Describes head-local score calculation, stable softmax, KV reads, scaling, causal range, complexity, and current equal-KV-head restriction.

Experimental
Last verified
2026-06-25 00:00 UTC
Updated
Reading time
2 minutes

Describes head-local score calculation, stable softmax, KV reads, scaling, causal range, complexity, and current equal-KV-head restriction.

Implementation evidence: this topic is grounded in the reviewed GGUF.MiRust.com source snapshot. It documents observed code and artifacts without claiming broad deployment, model quality, or production readiness.

Score path

For each query head and each cached position from zero through the current position, the runtime computes a dot product with the stored key and multiplies by 1 / sqrt(head_dim).

Normalization and value mix

Scores are passed through numerically stable softmax, then used to form a weighted sum of cached value vectors for that head.

Causality

No future cache position is present when decoding, so iterating only through the current position implements the causal mask.

Complexity

Decode attention grows linearly with cache length per head and token; full response cost is quadratic in generated sequence length. The scalar loops and repeated cache reads are a primary performance bottleneck.

Restriction

Header metadata allows separate KV-head count, but forward scratch rejects head_count != kv_head_count.
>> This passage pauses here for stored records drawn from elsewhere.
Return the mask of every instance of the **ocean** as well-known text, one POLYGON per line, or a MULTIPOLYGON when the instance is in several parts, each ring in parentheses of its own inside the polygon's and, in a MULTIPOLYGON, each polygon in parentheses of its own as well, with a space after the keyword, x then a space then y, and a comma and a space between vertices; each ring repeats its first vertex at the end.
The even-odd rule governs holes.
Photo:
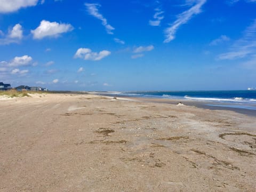
POLYGON ((254 110, 251 112, 256 114, 256 90, 108 92, 105 93, 117 97, 178 99, 180 102, 194 101, 209 108, 215 107, 221 109, 223 108, 223 109, 254 110))

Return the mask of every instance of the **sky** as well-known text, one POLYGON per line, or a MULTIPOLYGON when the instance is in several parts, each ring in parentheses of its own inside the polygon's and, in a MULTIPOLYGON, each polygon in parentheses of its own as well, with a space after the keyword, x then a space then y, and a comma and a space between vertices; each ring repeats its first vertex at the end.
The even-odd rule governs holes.
POLYGON ((0 0, 0 82, 70 91, 256 87, 256 0, 0 0))

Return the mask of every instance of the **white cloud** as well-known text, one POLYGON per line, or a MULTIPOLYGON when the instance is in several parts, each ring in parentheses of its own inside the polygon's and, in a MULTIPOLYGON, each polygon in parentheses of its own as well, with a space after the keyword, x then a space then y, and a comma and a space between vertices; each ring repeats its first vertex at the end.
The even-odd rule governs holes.
POLYGON ((102 24, 104 27, 105 27, 107 33, 109 34, 113 34, 112 30, 114 30, 115 28, 109 24, 108 24, 107 19, 99 12, 99 10, 98 8, 100 7, 101 5, 99 4, 93 3, 85 3, 84 5, 86 6, 87 11, 90 15, 102 21, 102 24))
POLYGON ((45 84, 45 82, 42 82, 42 81, 37 81, 37 82, 36 82, 36 84, 41 84, 41 85, 44 85, 44 84, 45 84))
POLYGON ((189 10, 177 15, 177 19, 171 25, 171 27, 166 28, 165 33, 165 39, 164 43, 169 43, 175 38, 175 34, 179 28, 182 25, 186 23, 194 15, 201 12, 202 6, 206 2, 207 0, 190 0, 189 3, 195 3, 195 5, 189 10))
POLYGON ((220 37, 216 39, 213 40, 210 43, 210 45, 217 45, 218 44, 223 43, 226 41, 229 41, 230 38, 226 35, 221 35, 220 37))
POLYGON ((47 63, 45 63, 45 66, 50 66, 54 64, 54 61, 48 61, 47 63))
POLYGON ((28 55, 15 57, 11 62, 8 63, 8 65, 10 67, 28 66, 31 63, 32 60, 32 58, 28 55))
POLYGON ((146 47, 142 46, 140 46, 139 47, 136 47, 133 50, 134 53, 141 53, 145 51, 150 51, 154 49, 154 46, 151 45, 146 47))
POLYGON ((7 68, 5 67, 0 67, 0 73, 6 72, 7 70, 8 70, 7 68))
POLYGON ((20 24, 16 24, 11 31, 9 37, 11 38, 22 39, 23 37, 23 31, 20 24))
POLYGON ((143 54, 137 54, 133 55, 132 55, 131 57, 132 59, 137 59, 144 56, 143 54))
POLYGON ((149 23, 151 26, 159 26, 161 21, 164 18, 164 17, 162 15, 164 12, 158 8, 155 9, 155 11, 156 12, 153 15, 154 20, 149 20, 149 23))
POLYGON ((50 69, 46 71, 46 73, 48 74, 54 74, 58 71, 58 70, 56 69, 50 69))
POLYGON ((42 20, 40 25, 35 30, 31 30, 34 39, 42 39, 46 37, 57 37, 61 34, 70 31, 74 29, 70 24, 59 23, 42 20))
POLYGON ((20 74, 20 75, 24 75, 28 73, 28 70, 20 70, 19 69, 14 69, 12 70, 11 73, 12 74, 20 74))
POLYGON ((52 81, 52 83, 57 83, 59 82, 59 79, 55 79, 52 81))
POLYGON ((219 55, 219 60, 233 60, 246 57, 248 59, 256 52, 256 19, 245 30, 244 36, 235 41, 230 51, 219 55))
POLYGON ((78 70, 77 70, 77 73, 81 73, 84 70, 84 68, 83 67, 80 67, 78 70))
POLYGON ((75 54, 75 58, 82 58, 84 60, 99 61, 103 58, 109 55, 111 52, 109 51, 103 50, 99 53, 93 52, 88 48, 79 48, 75 54))
MULTIPOLYGON (((20 40, 23 38, 22 27, 20 24, 16 24, 12 28, 12 30, 9 31, 8 35, 3 38, 0 39, 0 45, 7 45, 10 43, 19 43, 20 40)), ((0 35, 4 36, 4 34, 2 31, 0 31, 0 35)))
POLYGON ((114 38, 114 41, 115 41, 116 43, 120 43, 122 45, 124 45, 125 44, 125 42, 124 41, 122 41, 117 38, 114 38))
POLYGON ((0 0, 0 13, 12 12, 28 6, 35 6, 38 0, 0 0))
GQA and MQA artifacts are not supported.

Scope

This starter page defines the questions, boundaries, evidence, and failure modes that should be recorded before a capability is presented as supported.
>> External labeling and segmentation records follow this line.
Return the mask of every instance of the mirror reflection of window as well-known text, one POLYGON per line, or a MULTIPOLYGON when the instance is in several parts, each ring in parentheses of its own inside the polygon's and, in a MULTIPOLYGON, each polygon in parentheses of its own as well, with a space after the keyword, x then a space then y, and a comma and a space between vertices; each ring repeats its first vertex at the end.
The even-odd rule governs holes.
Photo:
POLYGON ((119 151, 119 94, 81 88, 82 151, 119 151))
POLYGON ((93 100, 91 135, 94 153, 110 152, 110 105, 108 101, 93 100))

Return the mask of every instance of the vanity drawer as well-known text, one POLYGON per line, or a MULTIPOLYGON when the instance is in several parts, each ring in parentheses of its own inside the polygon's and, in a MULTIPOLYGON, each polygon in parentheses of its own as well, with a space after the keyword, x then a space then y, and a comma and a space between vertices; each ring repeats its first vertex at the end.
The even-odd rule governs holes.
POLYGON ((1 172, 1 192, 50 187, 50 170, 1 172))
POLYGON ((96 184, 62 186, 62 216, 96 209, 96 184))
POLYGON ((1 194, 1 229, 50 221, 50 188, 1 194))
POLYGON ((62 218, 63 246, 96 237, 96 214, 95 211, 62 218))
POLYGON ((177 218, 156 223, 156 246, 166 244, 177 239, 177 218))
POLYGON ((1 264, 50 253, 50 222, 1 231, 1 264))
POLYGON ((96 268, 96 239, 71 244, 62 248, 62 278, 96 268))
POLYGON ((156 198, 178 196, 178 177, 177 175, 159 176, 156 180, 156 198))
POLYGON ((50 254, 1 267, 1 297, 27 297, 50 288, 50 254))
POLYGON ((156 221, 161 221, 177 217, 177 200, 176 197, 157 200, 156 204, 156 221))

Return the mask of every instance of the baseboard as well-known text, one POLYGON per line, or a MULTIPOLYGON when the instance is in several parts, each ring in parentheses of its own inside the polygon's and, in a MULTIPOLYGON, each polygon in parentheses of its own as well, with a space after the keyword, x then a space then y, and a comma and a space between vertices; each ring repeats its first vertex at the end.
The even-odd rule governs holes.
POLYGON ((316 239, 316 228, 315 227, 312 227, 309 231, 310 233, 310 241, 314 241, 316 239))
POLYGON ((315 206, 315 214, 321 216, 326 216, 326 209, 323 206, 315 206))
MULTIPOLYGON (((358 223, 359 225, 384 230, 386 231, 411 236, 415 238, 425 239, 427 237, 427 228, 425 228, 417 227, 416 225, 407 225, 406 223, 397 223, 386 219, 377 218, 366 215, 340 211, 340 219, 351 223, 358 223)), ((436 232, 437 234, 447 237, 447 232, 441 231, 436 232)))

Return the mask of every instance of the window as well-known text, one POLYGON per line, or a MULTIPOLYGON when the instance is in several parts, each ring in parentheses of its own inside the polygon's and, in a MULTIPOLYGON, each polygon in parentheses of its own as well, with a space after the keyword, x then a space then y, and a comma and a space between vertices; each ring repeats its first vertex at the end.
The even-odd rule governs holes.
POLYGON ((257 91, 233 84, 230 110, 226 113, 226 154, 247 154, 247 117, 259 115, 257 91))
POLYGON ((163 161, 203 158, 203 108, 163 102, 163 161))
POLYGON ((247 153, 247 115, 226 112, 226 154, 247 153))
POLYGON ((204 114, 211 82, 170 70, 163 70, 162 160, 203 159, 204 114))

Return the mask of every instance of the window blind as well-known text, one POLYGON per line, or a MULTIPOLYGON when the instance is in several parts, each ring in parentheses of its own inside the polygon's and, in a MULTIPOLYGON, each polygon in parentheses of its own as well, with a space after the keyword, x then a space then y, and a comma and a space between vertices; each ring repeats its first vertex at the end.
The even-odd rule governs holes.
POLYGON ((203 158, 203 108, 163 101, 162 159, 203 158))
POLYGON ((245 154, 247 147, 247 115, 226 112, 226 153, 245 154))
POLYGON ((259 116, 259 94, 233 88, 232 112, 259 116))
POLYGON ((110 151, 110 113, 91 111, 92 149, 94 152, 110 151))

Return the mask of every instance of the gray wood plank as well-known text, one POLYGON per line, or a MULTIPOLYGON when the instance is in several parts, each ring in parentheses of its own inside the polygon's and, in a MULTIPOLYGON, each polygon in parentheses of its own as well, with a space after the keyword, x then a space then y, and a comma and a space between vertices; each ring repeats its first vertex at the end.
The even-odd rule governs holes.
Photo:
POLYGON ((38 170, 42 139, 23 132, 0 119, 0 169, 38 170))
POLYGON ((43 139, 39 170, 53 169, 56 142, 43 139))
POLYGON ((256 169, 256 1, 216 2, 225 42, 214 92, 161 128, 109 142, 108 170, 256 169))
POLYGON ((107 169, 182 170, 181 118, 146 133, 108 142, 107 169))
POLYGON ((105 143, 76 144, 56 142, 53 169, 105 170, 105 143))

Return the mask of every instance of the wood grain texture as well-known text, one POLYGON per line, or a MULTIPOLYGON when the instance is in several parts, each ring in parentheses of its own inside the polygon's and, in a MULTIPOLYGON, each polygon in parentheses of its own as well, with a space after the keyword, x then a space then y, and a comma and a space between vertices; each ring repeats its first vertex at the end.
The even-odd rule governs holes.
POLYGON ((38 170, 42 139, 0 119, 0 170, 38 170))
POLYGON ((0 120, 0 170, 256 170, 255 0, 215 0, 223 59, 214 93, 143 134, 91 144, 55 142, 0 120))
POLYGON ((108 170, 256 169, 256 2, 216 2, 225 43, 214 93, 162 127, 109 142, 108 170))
Engineering considerations

  • Identify the source, version, target environment, and owner.
  • Separate observed values from estimates and externally reported values.
  • Record trade-offs, unsupported cases, and fallback behavior.
  • Link performance statements to a compatible benchmark methodology.

Verification questions

  • What exact artifact, revision, backend, and environment were reviewed?
  • Which assumptions could change the result?
  • Which data should be retained so another engineer can reproduce the conclusion?